Member of the Queensland Legislative Assembly
- In office 20 November 1873 – 10 December 1878

Personal details
- Born: John Pettigrew 1832 Tarshaw, Scotland
- Died: 18 November 1878 (aged 45–46) Ipswich, Queensland, Australia
- Spouse: Elizabeth Twine (m.1854, d.1868) Grace Marcella Boyd (m. 1868)
- Relations: William Pettigrew (brother)
- Occupation: Storekeeper

= John Pettigrew (politician) =

Australian politician

John Pettigrew (1832 - 18 November 1878) was a politician in Queensland, Australia. He was a member of the Queensland Legislative Assembly. and represented the Electoral District of Stanley from 20 November 1873 until 10 December 1878.

== Early life ==
John Pettigrew was born in 1832 at Tarshaw, Burton, Ayrshire, Scotland. His parents were Robert Pettigrew and Mary (née McWhinnie). His brother was William Pettigrew, who was a member of the Queensland Legislative Council and mayor of Brisbane. John was educated at the Ayr Academy, Scotland and emigrated to Australia in 1850.

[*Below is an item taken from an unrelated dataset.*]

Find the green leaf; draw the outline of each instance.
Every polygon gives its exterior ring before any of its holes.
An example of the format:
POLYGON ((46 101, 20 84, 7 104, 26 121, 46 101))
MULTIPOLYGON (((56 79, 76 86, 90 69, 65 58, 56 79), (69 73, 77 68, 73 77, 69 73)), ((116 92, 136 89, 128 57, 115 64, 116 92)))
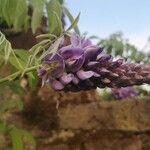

After initially living in Melbourne John Pettigrew moved to Ipswich, Queensland in 1852 and was one Ipswich's first general storekeepers. He was a strong supporter of Moreton Bay Colony separating from New South Wales with his being the first signature to appear on the petition to the Governor of New South Wales.

== Political life ==

Pettigrew was an alderman of Ipswich City Council in 1860–61; 1863–64; and 1866. He also served as mayor of Ipswich in 1864

He later became a member of the Queensland Legislative Assembly from 1873 to 1878.

== Later life ==

In 1854, John married Elizabeth Ann Twine and they had five children before Elizabeth died in 1868. Surviving children included:
- Robert Pettigrew (b. 1856)
- Elizabeth Heys Pettigrew (b. 1859)
- Annie Mary Pettigrew (b. 1864)
- William Pettigrew (b. 1866).

In 1868 John married Grace Marcella Boyd and they had four children. Surviving children included:
- James Pettigrew (b. 1870)
- William Pettigrew (b. 1874)
- Henry Pettigrew (b. 1877).

John Pettigrew died on 18 November 1878 and is buried in the Ipswich General Cemetery.